We prospectively studied 7038 participants at high CVD risk from the PREvención con DIeta MEDiterránea (PREDIMED) study. The trial was conducted from 2003 to 2010, but the present analysis was based on an expanded follow-up until 2012. At baseline and yearly thereafter, total and specific fat subtypes were repeatedly measured by using validated food-frequency questionnaires. Time-dependent Cox proportional hazards models were used.

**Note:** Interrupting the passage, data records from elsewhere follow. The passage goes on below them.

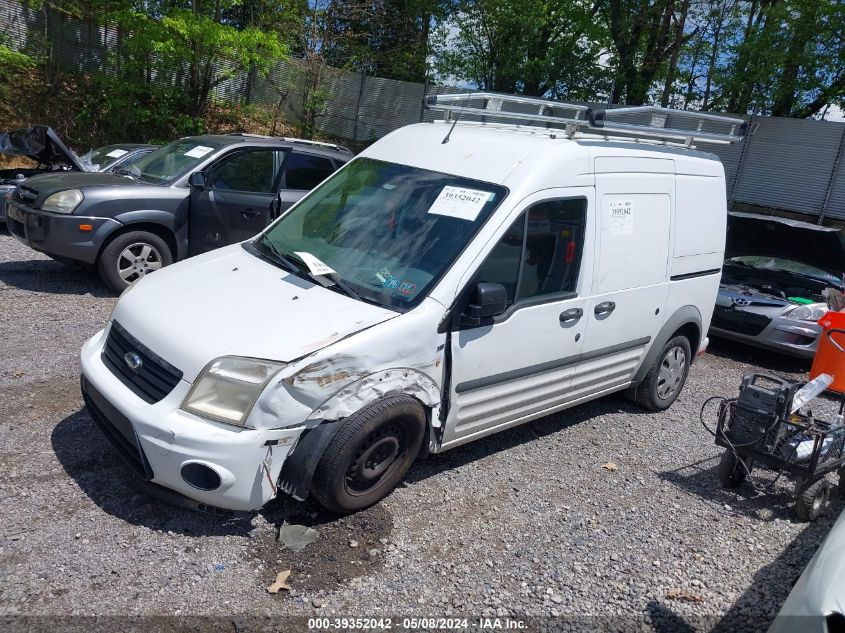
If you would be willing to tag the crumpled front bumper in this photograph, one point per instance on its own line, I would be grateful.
(56, 234)
(159, 440)
(795, 338)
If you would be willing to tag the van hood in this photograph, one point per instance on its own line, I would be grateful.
(770, 236)
(231, 303)
(41, 144)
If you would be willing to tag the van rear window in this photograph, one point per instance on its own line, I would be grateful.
(389, 231)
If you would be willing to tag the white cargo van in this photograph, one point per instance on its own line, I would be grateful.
(452, 281)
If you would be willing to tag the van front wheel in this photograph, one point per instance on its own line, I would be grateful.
(370, 454)
(666, 377)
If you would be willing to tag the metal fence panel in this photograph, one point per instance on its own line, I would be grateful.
(835, 207)
(788, 164)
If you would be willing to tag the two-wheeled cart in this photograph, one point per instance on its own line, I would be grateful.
(759, 427)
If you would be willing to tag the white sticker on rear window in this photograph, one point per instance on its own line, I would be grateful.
(459, 202)
(316, 266)
(621, 218)
(199, 151)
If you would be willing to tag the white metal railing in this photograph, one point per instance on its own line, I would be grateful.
(574, 117)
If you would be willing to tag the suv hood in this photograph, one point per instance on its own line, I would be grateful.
(231, 303)
(770, 236)
(39, 143)
(42, 186)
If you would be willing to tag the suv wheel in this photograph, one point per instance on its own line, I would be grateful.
(370, 454)
(130, 256)
(666, 377)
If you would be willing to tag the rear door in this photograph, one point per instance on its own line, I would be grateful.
(634, 198)
(302, 172)
(235, 203)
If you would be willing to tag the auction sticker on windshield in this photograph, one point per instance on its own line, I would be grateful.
(459, 202)
(621, 217)
(199, 151)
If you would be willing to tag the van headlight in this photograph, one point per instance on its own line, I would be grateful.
(63, 201)
(811, 312)
(228, 387)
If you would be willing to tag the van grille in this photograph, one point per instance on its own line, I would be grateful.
(152, 379)
(118, 430)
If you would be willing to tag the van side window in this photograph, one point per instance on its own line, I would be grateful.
(553, 245)
(541, 252)
(502, 264)
(252, 171)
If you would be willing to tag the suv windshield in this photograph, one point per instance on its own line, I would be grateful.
(171, 161)
(784, 265)
(388, 231)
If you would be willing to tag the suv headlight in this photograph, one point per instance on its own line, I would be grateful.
(228, 387)
(63, 201)
(811, 312)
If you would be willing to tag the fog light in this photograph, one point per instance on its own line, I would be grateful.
(200, 476)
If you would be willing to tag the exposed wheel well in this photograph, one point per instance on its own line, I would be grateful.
(157, 229)
(693, 335)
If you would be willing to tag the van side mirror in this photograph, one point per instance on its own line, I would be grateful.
(489, 300)
(197, 180)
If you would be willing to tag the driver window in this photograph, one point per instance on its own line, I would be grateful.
(540, 254)
(249, 171)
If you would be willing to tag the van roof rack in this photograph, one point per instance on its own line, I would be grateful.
(665, 124)
(290, 139)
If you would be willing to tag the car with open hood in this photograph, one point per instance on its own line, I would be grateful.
(191, 196)
(452, 281)
(775, 274)
(41, 145)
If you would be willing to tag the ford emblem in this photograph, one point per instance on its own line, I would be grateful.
(133, 360)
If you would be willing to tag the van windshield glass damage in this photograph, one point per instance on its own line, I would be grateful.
(388, 232)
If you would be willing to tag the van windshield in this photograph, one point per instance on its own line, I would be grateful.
(388, 231)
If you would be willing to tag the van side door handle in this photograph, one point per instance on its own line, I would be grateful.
(605, 307)
(573, 314)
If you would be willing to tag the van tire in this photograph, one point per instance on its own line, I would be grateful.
(349, 476)
(671, 366)
(733, 470)
(152, 253)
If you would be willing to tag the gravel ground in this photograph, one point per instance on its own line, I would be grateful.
(525, 523)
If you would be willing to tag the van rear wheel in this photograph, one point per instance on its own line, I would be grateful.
(130, 256)
(666, 377)
(370, 454)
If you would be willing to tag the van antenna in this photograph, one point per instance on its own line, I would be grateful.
(457, 116)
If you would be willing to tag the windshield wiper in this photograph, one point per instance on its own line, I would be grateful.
(271, 251)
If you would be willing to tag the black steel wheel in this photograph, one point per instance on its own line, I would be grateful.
(370, 454)
(813, 500)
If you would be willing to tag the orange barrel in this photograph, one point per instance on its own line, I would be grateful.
(830, 353)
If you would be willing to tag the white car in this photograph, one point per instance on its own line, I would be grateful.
(450, 282)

After 6 y of follow-up, we documented 336 CVD cases and 414 total deaths. HRs (95% CIs) for CVD for those in the highest quintile of total fat, monounsaturated fatty acid (MUFA), and polyunsaturated fatty acid (PUFA) intake compared with those in the lowest quintile were 0.58 (0.39, 0.86), 0.50 (0.31, 0.81), and 0.68 (0.48, 0.96), respectively. In the comparison between extreme quintiles, higher saturated fatty acid (SFA) and trans-fat intakes were associated with 81% (HR: 1.81; 95% CI: 1.05, 3.13) and 67% (HR: 1.67; 95% CI: 1.09, 2.57) higher risk of CVD. Inverse associations with all-cause death were also observed for PUFA and MUFA intakes. Isocaloric replacements of SFAs with MUFAs and PUFAs or trans fat with MUFAs were associated with a lower risk of CVD. SFAs from pastries and processed foods were associated with a higher risk of CVD.
Intakes of MUFAs and PUFAs were associated with a lower risk of CVD and death, whereas SFA and trans-fat intakes were associated with a higher risk of CVD. The replacement of SFAs with MUFAs and PUFAs or of trans fat with MUFAs was inversely associated with CVD. This trial was registered at www.controlled-trials.com as ISRCTN 35739639.